A Book & A Bite: Exclusive Recipes from Prue Leith
As we celebrate The Great British Bake Off returning to our screens, we're eagerly looking forward to Prue, the new cookbook from judge and best-loved cook Prue Leith - her first in twenty-five years. Here we present some bonus recipes, exclusive to Waterstones, to whet your appetite.
Mushroom and Parsley Soup
Veggie, vegan and gluten-free
Big, black fully open mushrooms have the most flavour. This soup freezes well and keeps for 4–5 days in the fridge. Add the parsley at the last minute to retain the colour.
8 large black mushrooms, sliced
a good splash olive oil
2 tsp crushed garlic
600ml vegetable stock
1 tsp ground coriander
salt and pepper
2 large handfuls of parsley, chopped
In a medium saucepan over a medium heat, fry the mushrooms in the oil, stirring until soft and reduced. Add the garlic and cook for another minute, then add the stock and coriander and bring to the boil. Season well with salt and pepper. When ready to serve, reheat and stir in the parsley.
Tip: For a more elegant version (but one that’s not vegan), blitz the soup in a liquidizer and serve each bowl with a dollop of cream or yoghurt on top.
Bad-For-You Cheese Sarnies
In South Africa, we used to have these toasted on the braai (BBQ) on my Uncle’s farm or on the beach.
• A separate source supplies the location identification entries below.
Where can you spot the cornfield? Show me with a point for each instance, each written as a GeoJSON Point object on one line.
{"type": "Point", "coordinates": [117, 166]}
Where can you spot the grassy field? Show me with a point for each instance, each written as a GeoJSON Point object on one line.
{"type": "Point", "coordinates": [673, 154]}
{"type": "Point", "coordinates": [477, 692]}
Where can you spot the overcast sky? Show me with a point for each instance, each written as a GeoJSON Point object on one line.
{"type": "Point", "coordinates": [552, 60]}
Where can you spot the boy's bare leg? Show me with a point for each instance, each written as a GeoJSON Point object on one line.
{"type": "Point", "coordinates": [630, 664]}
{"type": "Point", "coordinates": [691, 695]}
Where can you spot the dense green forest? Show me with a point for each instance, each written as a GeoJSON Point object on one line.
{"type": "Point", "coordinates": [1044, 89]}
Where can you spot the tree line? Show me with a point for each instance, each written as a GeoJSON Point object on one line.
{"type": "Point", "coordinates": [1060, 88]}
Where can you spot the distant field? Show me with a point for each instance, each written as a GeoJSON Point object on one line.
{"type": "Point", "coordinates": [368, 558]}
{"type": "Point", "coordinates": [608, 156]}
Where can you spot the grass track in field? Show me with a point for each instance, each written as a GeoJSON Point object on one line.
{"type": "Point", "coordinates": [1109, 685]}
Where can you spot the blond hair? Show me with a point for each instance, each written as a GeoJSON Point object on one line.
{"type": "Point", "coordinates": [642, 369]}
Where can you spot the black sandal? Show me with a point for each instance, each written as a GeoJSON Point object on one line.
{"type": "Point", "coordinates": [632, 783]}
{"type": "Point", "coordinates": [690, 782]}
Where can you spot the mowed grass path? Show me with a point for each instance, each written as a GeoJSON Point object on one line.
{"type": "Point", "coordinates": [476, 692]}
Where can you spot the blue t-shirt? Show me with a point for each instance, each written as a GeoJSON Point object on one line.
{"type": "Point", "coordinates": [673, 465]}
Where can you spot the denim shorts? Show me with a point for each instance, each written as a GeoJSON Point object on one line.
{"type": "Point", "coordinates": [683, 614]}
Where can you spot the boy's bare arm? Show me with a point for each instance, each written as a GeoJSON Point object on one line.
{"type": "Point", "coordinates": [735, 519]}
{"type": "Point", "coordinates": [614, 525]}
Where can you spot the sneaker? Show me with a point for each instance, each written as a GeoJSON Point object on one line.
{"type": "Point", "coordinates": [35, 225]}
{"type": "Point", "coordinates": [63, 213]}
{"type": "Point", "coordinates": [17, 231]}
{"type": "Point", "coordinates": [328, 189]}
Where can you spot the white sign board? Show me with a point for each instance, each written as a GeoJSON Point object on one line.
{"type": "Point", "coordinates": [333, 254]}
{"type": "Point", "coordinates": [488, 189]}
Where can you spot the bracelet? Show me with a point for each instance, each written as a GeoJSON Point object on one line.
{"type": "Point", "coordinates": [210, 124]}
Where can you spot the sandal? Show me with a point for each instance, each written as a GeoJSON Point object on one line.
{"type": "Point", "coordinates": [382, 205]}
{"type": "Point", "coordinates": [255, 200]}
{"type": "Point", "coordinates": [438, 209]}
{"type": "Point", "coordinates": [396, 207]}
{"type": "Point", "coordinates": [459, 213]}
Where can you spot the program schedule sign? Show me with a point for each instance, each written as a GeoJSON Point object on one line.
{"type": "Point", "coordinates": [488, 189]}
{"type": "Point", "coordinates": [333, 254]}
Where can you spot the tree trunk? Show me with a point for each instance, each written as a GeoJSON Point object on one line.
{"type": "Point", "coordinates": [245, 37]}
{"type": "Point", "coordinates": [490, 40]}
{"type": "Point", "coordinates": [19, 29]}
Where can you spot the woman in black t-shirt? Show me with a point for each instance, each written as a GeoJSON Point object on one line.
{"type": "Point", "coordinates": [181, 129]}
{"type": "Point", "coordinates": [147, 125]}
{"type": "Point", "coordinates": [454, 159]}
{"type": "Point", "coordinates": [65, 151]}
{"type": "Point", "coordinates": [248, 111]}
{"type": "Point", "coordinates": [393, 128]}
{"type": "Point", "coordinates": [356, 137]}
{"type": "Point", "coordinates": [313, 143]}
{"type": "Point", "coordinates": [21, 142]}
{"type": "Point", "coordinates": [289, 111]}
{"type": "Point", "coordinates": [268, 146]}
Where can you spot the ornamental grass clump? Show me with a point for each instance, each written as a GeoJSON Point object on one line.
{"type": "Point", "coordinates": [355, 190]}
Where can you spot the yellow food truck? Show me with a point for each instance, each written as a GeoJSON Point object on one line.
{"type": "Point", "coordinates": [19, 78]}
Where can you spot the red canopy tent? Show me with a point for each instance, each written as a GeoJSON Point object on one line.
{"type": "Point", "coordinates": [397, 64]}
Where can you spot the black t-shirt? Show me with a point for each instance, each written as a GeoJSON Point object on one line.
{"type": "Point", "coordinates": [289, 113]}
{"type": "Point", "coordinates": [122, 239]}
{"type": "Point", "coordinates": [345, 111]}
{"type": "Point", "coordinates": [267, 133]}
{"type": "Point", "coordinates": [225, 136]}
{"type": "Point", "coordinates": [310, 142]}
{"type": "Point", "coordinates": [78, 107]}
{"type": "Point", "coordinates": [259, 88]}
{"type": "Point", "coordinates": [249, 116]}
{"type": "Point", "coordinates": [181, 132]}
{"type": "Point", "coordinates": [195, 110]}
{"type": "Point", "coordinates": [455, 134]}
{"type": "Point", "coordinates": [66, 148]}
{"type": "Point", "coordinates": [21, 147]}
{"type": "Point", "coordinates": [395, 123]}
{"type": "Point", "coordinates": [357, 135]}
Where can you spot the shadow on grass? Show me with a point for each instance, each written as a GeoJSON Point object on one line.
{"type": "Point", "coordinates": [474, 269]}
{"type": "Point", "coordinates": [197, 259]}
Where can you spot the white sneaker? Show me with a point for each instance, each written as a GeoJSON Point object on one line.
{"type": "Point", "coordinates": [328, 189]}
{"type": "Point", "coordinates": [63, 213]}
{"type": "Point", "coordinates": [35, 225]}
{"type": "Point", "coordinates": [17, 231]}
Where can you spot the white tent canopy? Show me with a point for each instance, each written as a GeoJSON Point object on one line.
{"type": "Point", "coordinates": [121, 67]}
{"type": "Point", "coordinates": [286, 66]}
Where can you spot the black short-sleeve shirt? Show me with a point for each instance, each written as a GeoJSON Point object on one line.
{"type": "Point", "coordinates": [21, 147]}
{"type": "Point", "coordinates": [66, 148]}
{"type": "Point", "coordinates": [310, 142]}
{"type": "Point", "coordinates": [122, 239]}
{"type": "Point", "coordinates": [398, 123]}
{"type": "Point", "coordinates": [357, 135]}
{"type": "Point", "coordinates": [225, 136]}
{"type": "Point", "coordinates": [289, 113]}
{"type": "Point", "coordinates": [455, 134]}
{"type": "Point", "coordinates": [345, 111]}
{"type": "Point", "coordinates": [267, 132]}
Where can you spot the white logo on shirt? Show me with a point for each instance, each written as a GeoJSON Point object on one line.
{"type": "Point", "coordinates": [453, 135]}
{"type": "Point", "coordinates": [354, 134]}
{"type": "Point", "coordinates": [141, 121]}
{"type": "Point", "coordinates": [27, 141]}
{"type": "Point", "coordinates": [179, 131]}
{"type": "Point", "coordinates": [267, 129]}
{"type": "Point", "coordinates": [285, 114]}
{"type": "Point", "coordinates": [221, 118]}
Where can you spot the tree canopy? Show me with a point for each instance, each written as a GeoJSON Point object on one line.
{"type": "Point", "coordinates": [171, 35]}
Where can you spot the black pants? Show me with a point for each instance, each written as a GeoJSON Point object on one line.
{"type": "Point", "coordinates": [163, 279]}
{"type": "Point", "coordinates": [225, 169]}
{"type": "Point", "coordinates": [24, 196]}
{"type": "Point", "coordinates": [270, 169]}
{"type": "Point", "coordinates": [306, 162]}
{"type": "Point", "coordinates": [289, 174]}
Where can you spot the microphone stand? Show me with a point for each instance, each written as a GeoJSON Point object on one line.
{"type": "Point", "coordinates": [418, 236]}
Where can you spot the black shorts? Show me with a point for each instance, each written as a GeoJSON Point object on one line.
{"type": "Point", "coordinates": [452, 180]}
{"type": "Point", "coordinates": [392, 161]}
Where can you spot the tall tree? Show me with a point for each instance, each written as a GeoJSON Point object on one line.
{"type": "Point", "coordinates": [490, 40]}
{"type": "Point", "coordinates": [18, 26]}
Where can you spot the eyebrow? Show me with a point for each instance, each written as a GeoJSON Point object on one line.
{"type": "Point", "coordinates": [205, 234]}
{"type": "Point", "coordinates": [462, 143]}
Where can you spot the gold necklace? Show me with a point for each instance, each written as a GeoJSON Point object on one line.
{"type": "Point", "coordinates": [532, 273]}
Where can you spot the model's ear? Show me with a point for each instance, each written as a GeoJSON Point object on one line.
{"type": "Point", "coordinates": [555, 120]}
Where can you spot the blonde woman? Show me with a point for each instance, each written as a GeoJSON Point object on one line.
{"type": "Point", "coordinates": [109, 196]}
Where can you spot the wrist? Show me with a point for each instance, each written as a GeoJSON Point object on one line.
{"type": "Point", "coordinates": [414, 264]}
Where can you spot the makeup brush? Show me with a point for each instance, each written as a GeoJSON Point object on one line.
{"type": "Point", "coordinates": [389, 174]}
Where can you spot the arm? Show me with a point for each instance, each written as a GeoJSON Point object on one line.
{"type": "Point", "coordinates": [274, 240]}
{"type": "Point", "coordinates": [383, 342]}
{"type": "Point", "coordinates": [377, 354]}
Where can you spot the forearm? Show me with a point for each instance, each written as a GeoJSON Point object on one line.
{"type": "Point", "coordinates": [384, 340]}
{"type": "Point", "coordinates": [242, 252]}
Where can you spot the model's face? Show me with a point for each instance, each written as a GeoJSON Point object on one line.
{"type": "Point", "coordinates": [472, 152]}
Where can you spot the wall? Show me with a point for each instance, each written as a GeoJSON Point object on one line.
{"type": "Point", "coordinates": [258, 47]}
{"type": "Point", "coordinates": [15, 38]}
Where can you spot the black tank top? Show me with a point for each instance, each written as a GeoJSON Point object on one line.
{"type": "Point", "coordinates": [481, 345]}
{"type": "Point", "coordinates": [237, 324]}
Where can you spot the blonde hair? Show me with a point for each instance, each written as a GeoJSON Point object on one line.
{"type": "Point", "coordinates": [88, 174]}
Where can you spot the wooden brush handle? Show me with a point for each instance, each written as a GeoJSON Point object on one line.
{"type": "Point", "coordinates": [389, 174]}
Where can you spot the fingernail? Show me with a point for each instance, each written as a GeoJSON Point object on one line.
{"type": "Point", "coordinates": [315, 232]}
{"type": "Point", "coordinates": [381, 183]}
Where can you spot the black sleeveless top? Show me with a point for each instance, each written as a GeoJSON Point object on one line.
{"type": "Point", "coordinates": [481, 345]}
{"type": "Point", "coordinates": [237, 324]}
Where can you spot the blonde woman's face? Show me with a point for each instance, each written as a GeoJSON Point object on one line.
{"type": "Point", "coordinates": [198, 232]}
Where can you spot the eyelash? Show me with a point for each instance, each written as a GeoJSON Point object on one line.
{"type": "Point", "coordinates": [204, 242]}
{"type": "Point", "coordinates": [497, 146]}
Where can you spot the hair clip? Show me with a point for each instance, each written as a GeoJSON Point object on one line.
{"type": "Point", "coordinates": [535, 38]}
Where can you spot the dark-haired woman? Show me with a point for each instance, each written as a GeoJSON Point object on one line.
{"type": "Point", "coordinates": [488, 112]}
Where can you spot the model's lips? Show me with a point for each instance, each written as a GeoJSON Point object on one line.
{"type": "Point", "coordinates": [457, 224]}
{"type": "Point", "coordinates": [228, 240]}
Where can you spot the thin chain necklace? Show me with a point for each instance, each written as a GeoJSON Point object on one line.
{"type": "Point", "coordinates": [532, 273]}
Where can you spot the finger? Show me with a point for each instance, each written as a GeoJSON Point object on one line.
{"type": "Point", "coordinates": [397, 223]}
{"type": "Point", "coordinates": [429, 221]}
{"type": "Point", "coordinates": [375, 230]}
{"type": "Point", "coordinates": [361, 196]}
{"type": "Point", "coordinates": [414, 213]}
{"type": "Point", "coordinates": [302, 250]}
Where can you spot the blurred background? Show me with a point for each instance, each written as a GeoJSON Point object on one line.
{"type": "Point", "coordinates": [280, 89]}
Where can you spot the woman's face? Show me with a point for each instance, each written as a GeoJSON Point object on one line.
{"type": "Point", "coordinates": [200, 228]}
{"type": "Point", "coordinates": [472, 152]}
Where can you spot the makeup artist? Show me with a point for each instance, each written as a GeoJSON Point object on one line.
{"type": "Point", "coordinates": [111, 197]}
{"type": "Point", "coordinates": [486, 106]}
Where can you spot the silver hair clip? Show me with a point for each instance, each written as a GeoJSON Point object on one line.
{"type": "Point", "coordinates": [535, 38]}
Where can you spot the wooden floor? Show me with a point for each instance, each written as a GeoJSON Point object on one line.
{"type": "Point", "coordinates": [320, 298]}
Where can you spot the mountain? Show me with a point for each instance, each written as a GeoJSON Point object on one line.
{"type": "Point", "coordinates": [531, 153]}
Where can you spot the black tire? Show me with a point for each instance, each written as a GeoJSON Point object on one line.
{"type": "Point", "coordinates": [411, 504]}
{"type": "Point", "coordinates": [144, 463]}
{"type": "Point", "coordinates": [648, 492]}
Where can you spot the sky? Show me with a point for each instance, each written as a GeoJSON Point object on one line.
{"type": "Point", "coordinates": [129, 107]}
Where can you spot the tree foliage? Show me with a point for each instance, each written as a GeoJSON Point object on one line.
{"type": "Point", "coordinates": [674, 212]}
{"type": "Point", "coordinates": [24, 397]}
But now I make them either on a ridged griddle pan or in one of those miracle plastic sleeves that go into the toaster. Or you can just grill them on both sides.
4 slices bread (I like wholemeal or sourdough)
2 slices strong Cheddar, roughly the same size as your bread slices
2 tbsp mango chutney (I like Mrs Balls best), or apricot jam
melted butter, to taste
Cover two of the bread slices with cheese, and spread the top with chutney or jam.
Top with the remaining bread slices and press down.
Brush each side of the sarnies with melted butter and either dry-fry on both sides, or use the toaster-friendly plastic sleeves.
Tip: My aunt used to take a damp cloth in a plastic bag for sticky fingers, or send us into the sea to rinse our hands. More boringly, at home I serve them on a plate with a green salad and a knife and fork.
Mediterranean Chicken Traybake
8 chicken thighs or drumsticks, skin on and bone in
3 sweet potatoes, peeled and cut into chunks
1 red pepper, pith and seeds removed and cut into chunks
1 yellow pepper, pith and seeds removed and cut into chunks
1 large onion, sliced
handful of black olives
1 medium-hot chilli, deseeded and finely sliced
1 tsp dried or 2 tsp fresh thyme leaves
½ tsp salt
8 twists of the black pepper mill
2 tbsp olive oil
8–12 cherry tomatoes
a few fresh basil leaves
Heat the oven to 200°C/fan 180°C /gas mark 6.
Put all the ingredients except for the tomatoes and basil into a big bowl and turn them with your hands until everything is coated in oil. Tip the mixture into a deep roasting dish or ovenproof shallow dish.
Turn all the chicken pieces so that they are skin-side up. Bake in the oven for 45 minutes until the chicken and potatoes are both tender and brown. Take the pan out, tuck the tomatoes into the gaps and return to the oven for 10 –15 minutes. Serve from the dish with a few basil leaves on top.
Better Than Eton Mess
Eton Mess is that classic summer mix of meringue, strawberries and cream. But here’s a version for winter.
8 Amaretti biscuits, roughly broken up
3 tbsp rum
1 x 400g tin apricots
250ml crème fraîche or mascarpone
250ml plain yoghurt
handful of almonds, skin on
Put the crushed biscuits into the bottom of a glass bowl.
Sprinkle over the rum and add enough of the juice from the apricot tin to wet the biscuits without making them completely soggy.
Mix the crème fraiche or mascarpone and yoghurt together and spread half of it over the biscuits.
Arrange the apricot halves on top, then cover with the rest of the yoghurt mixture and sprinkle with the almonds.